Historical population
| Census | Pop. | Note | %± |
|---|---|---|---|
| 1980 | 6,187 |  | — |
| 1990 | 5,933 |  | −4.1% |
| 2000 | 5,912 |  | −0.4% |
| 2010 | 6,150 |  | 4.0% |
| 2020 | 9,298 |  | 51.2% |

==Demographics==
In 2020, the population of the neighborhood was 9,298. The neighborhood was 67.9% White, 14.0% Black or African American, 8.4% Asian or Pacific Islander, 5.1% Hispanic or Latino of any race and 3.1% two or more races. It had a much higher percentage of single residents than other neighborhoods in Minneapolis, a higher percentage of renters, and a lower percentage of families with children. The median household income was $57,802.

Race/ethnicity
| 2000 |  | 2010 |  | 2020 |  |
| Number | % | Number | % | Number | % |
| White alone | 4,919 | 83.20 | 5,136 | 83.51 | 6,621 | 75.66 |
| Black alone | 391 | 6.61 | 270 | 4.39 | 540 | 6.17 |
| Hispanic or Latino (any race) | 217 | 3.67 | 250 | 4.07 | 584 | 6.67 |
| Native American alone | 59 | 1.00 | 38 | 0.62 | 43 | 0.49 |
| Asian alone | 154 | 2.60 | 250 | 4.07 | 436 | 4.98 |
| Other race alone | 17 | 0.29 | 11 | 0.18 | 43 | 0.49 |
| Pacific Islander alone | 6 | 0.10 | 6 | 0.10 | 6 | 0.07 |
| Two or more races | 149 | 2.52 | 190 | 3.09 | 478 | 5.46 |
| Total | 5,912 | 100.0 | 6,150 | 100.0 | 8,751 | 100.0 |

==Location and infrastructure==
The Wedge is part of Ward 10 of the Minneapolis City Council.

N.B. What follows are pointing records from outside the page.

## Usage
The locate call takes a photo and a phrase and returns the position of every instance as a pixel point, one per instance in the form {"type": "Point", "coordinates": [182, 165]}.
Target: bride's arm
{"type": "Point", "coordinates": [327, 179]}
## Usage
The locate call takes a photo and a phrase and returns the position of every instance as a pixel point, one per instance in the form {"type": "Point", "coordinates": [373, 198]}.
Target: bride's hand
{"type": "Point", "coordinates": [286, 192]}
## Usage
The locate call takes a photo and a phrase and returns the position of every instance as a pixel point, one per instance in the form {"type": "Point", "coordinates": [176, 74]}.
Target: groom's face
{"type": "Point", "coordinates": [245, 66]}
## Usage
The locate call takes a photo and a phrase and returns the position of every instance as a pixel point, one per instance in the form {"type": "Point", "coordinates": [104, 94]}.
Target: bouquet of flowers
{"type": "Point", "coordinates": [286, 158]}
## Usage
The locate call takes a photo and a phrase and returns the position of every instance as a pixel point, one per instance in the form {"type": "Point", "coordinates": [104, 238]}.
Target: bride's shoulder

It is bordered by Loring Park and Stevens Square to the northeast, Whittier to the east, Lyndale to the southeast, South Uptown to the south, East Bde Maka Ska to the southwest, East Isles to the west, and Lowry Hill to the northwest.

It is part of a larger area south of Franklin Avenue and west of Nicollet Avenue that is often considered Uptown, although some define Uptown as a smaller area centered on the intersection of Hennepin and Lake or generally west of Dupont Avenue.

The Wedge is one of the city's denser neighborhoods, accessible by a diverse range of transit options. Several major Metro Transit bus lines run through and around the neighborhood's boundaries, centered on the Uptown Transit Center on Hennepin Avenue. Multiple bicycle paths and protected lanes, including the Midtown Greenway, run through the neighborhood.

==Culture==
The Wedge is the location of an annual "cat tour," which regularly draws hundreds of people to look at window cats in the Wedge. A tour inspired by the Wedge's has been hosted in Hamline-Midway, Saint Paul since 2025.
The neighborhood has been noted for a density of ice cream shops.